Imagineer Systems Limited
- Company type: Private
- Industry: Software; visual effects;
- Founded: June 2000
- Founders: Allan Jaenicke; Philip McLauchlan;
- Area served: Worldwide
- Key people: Allan Jaenicke; Philip McLauchlan;
- Products: Mokey; Monet; Mocha; Imagineer System Planner;
- Services: Visual effects software development; planar tracking; rotoscoping;
- Owner: Boris FX (since 2014)
- Website: imagineersystems.com

= Imagineer Systems =

Visual effects software company

Imagineer Systems Limited is a software company that specializes in the development and maintenance of several visual effects software applications. They are the "maker of the Academy Award-winning planar-tracking software Mocha".

The company was founded in June 2000 by Allan Jaenicke and Philip McLauchlan.

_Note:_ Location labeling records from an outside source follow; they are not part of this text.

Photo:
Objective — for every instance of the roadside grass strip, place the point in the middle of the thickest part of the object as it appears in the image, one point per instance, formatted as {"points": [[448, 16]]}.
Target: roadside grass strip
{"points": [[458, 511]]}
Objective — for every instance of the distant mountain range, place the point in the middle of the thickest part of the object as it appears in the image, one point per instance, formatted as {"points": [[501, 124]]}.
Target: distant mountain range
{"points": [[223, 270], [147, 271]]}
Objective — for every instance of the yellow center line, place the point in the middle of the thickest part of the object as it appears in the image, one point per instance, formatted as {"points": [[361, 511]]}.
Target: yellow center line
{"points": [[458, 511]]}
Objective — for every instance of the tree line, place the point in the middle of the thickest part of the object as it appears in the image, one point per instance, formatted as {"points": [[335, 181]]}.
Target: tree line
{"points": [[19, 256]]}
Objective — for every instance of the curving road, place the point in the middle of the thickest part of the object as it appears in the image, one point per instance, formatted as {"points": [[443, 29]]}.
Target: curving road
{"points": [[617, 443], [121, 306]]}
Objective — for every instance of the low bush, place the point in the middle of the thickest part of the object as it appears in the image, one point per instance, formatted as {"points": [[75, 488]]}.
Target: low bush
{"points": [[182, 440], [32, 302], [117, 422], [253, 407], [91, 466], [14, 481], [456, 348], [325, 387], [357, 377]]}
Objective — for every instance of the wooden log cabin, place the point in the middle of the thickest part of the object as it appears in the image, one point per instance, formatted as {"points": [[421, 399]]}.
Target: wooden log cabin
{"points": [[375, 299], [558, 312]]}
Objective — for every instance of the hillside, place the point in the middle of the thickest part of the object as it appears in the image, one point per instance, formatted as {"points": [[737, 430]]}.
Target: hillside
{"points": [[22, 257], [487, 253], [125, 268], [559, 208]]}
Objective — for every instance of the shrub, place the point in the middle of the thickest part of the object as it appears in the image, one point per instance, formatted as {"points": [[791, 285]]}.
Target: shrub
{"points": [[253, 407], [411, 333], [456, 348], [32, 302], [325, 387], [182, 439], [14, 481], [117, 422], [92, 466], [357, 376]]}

Applications produced by Imagineer have been widely adopted within the entertainment industry and can be seen in films such as X-Men: First Class, Alice in Wonderland, and Black Swan.

==History==
Imagineer Systems was established in June 2000 by Allan Jaenicke and Philip McLauchlan. The pair had been carrying out a joint research project at the University of Surrey in Guildford, UK, with the aim of applying the latest computer vision research to methods of editing moving images. Upon finding the uses of this algorithm in removing wires and harnessing from stunt scenes, the duo decided to found the company. Mokey, their first commercial software, was released shortly after. Over the subsequent years, they would release the programs Monet and Mocha, the latter of which was adapted and included future versions of the editing software Adobe After Effects. In 2012, Imagineer received an Academy Award for Technical Achievement for its Imagineer System Planner, along with its tracking tools and rotoscoping software.

In 2014, Imagineer Systems came under the ownership of motion graphics and VFX development company Boris FX.